If you do not urgently need cross-platform matchmaking, waiting for an official patch is also a rational choice. PC Games and other outlet reporting on the bug made the same practical point: some players may be better off sitting tight rather than wiping a carefully tuned setup for a temporary workaround. That is especially true if you play solo, stay within one platform group, or depend on customized accessibility options that are tedious to reconstruct.
Every online game ships a patch that breaks something annoying sooner or later. That part is almost boring. What separates a tolerable stumble from a trust problem is how fast the studio explains it, how clean the fix is, and whether players are asked to absorb unnecessary pain while waiting.

Embark at least did the first necessary thing by acknowledging the bug and confirming it is under investigation. Good. Basic, but good. The next step is the one that actually counts: delivering a patch that restores crossplay without forcing users to nuke their personal settings. Anything less leaves this in the category of “technically solvable, operationally sloppy.”
And yes, that sounds harsh. It should. Crossplay is not a bonus feature in a modern multiplayer game built around squads and repeat runs. It is infrastructure. When infrastructure fails right after a major content update, players are not wrong to judge the update by the friction it introduced rather than the features it added.
The next meaningful signal is not another Discord acknowledgement. It is a patch note specifically stating that the 1.26.0 crossplay issue has been fixed without requiring a settings reset. That is the line that matters.

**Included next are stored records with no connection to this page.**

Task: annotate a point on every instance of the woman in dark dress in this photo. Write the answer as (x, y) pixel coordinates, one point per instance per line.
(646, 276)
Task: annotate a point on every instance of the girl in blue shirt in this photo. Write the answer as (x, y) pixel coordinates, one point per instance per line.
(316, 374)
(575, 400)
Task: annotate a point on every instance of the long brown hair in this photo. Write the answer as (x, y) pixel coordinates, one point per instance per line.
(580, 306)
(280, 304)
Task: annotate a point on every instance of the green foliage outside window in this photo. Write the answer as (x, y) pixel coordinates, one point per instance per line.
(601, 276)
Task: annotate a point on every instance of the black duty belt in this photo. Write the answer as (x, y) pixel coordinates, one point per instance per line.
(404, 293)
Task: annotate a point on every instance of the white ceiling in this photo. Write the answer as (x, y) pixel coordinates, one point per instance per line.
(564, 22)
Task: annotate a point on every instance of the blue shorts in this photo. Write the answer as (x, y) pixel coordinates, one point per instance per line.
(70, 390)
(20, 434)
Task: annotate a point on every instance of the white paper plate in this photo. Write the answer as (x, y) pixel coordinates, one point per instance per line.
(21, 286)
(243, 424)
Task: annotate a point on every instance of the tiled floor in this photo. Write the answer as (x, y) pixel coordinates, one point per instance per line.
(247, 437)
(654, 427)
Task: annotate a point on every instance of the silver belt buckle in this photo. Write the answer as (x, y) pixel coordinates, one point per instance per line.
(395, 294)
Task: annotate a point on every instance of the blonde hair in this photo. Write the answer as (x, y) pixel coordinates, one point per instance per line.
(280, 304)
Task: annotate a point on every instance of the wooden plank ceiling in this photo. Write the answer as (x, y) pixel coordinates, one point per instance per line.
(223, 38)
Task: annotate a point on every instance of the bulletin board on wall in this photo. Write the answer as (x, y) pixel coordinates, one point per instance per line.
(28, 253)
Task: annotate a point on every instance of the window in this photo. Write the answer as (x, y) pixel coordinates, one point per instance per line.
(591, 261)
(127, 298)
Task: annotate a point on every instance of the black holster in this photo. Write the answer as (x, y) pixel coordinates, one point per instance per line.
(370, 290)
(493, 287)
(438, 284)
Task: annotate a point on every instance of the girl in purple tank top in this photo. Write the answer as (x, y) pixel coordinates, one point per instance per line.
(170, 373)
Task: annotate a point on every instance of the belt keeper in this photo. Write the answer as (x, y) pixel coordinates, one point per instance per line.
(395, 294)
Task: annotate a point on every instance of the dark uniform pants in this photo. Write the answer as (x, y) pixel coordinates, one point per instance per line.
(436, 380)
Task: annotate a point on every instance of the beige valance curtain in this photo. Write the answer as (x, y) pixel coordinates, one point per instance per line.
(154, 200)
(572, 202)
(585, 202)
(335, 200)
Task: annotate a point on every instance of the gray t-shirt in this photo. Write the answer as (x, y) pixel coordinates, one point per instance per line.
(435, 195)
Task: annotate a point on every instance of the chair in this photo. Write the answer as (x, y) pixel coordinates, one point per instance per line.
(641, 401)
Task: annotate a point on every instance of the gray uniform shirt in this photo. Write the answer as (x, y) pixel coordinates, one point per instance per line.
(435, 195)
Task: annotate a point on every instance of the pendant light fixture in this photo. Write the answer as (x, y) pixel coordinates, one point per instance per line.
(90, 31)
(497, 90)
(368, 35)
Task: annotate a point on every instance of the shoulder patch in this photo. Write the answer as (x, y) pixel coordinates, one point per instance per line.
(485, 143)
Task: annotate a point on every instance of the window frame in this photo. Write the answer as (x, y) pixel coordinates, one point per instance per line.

For now, the practical recommendation is straightforward. If you need to squad up across PS5, Xbox Series X/S, and PC right now, use the reset workaround and document your settings first. If you do not need crossplay immediately, waiting for Embark’s proper fix is the less annoying play. Either way, the bigger takeaway is not that ARC Raiders has a menu bug. It is that one of the most important parts of its multiplayer ecosystem got knocked offline by a major update, and the current solution asks players to clean up the mess themselves.